WordContent (crates/talkbank-model/src/model/content/word/content.rs) is the enum of everything that can appear inside a word body. Each variant maps directly to a grammar node.

Grammar node	`WordContent` variant	Rust type	Example
`word_segment`	`Text`	`WordText(NonEmptyString)`	`hello`, `want`
`word_segment` in a `@u` word	`Phonetic`	`WordPhonetic(NonEmptyString)`	`rɛmbə˞` in `rɛmbə˞@u`
`shortening`	`Shortening`	`WordShortening(NonEmptyString)`	`(be)` in `(be)cause`
`overlap_point`	`OverlapPoint`	`OverlapPoint`	`⌈`, `⌉2`
`ca_element`	`CAElement`	`CAElement`	`↑`, `↓`
`ca_delimiter`	`CADelimiter`	`CADelimiter`	`∆`, `°`
`stress_marker`	`StressMarker`	`WordStressMarker`	`ˈ` primary, `ˌ` secondary
`lengthening`	`Lengthening`	`WordLengthening { count: u8 }`	`:` = 1, `::` = 2, `:::` = 3
(caret in word)	`SyllablePause`	`WordSyllablePause`	`^` in `o^ver`
`underline_begin`	`UnderlineBegin`	`UnderlineMarker`	`\x02\x01`
`underline_end`	`UnderlineEnd`	`UnderlineMarker`	`\x02\x02`
`+` (compound)	`CompoundMarker`	`WordCompoundMarker`	`+` in `ice+cream`
`~` (clitic boundary)	`CliticBoundary`	`WordCliticBoundary`	`~` in `le~ha`

cleaned_text()

Word::cleaned_text() derives NLP-ready text from content by concatenating only Text, Phonetic, and Shortening variants:

pub fn compute_cleaned_text(&self) -> String {
    let mut result = String::new();
    for item in &self.content {
        match item {
            WordContent::Text(t) => result.push_str(t.as_ref()),
            WordContent::Shortening(s) => result.push_str(s.as_ref()),
            _ => {}
        }
    }
    result
}

This works because the purity invariant guarantees that Text elements never contain structural markers. There is nothing to strip.

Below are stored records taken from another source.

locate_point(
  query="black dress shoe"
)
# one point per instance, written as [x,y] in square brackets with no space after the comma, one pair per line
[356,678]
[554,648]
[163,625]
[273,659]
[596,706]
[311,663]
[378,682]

`@u` phonetic forms are typed phonetic content

A @u word is a phonetic transcription (historically UNIBET, now usually IPA) standing in a word slot: used when the orthographic word is unknown, unintelligible, or a paraphasia, frequently the spoken side of a [: target] replacement in aphasia data (rɛmbə˞@u [: remember]). Because its content obeys phonetic conventions rather than orthographic word conventions, the parsers fold a @u word’s body into a single WordContent::Phonetic(WordPhonetic) node instead of Text. This makes “orthographic rules apply to orthographic words only” a property of the model: word-hygiene rules structurally cannot reach phonetic content. The phonetic string itself is deliberately lenient (IPA, ASCII UNIBET, and X-SAMPA all pass; only non-emptiness is enforced), matching the %pho tier’s PhoWord stance. In to-json output the node appears as {"type": "phonetic", "content": "..."}, and cleaned_text remains the phonetic string verbatim. The scope is @u only: sibling special forms (@b, @o, …) remain orthographic words.

Examples:

Input	`content`	`cleaned_text()`
`hello`	`[Text("hello")]`	`hello`
`(be)cause`	`[Shortening("be"), Text("cause")]`	`because`
`no::`	`[Text("no"), Lengthening(2)]`	`no`
`ice+cream`	`[Text("ice"), CompoundMarker, Text("cream")]`	`icecream`
`le~ha`	`[Text("le"), CliticBoundary, Text("ha")]`	`leha`
`ja^ja`	`[Text("ja"), SyllablePause, Text("ja")]`	`jaja`
`he↑llo`	`[Text("he"), CAElement(PitchUp), Text("llo")]`	`hello`
`°soft°`	`[CADelimiter(Softer), Text("soft"), CADelimiter(Softer)]`	`soft`
`ˈhello`	`[StressMarker(Primary), Text("hello")]`	`hello`
`⌈hello⌉`	`[OverlapPoint(TopBegin), Text("hello"), OverlapPoint(TopEnd)]`	`hello`

The result is cached via OnceLock on first access.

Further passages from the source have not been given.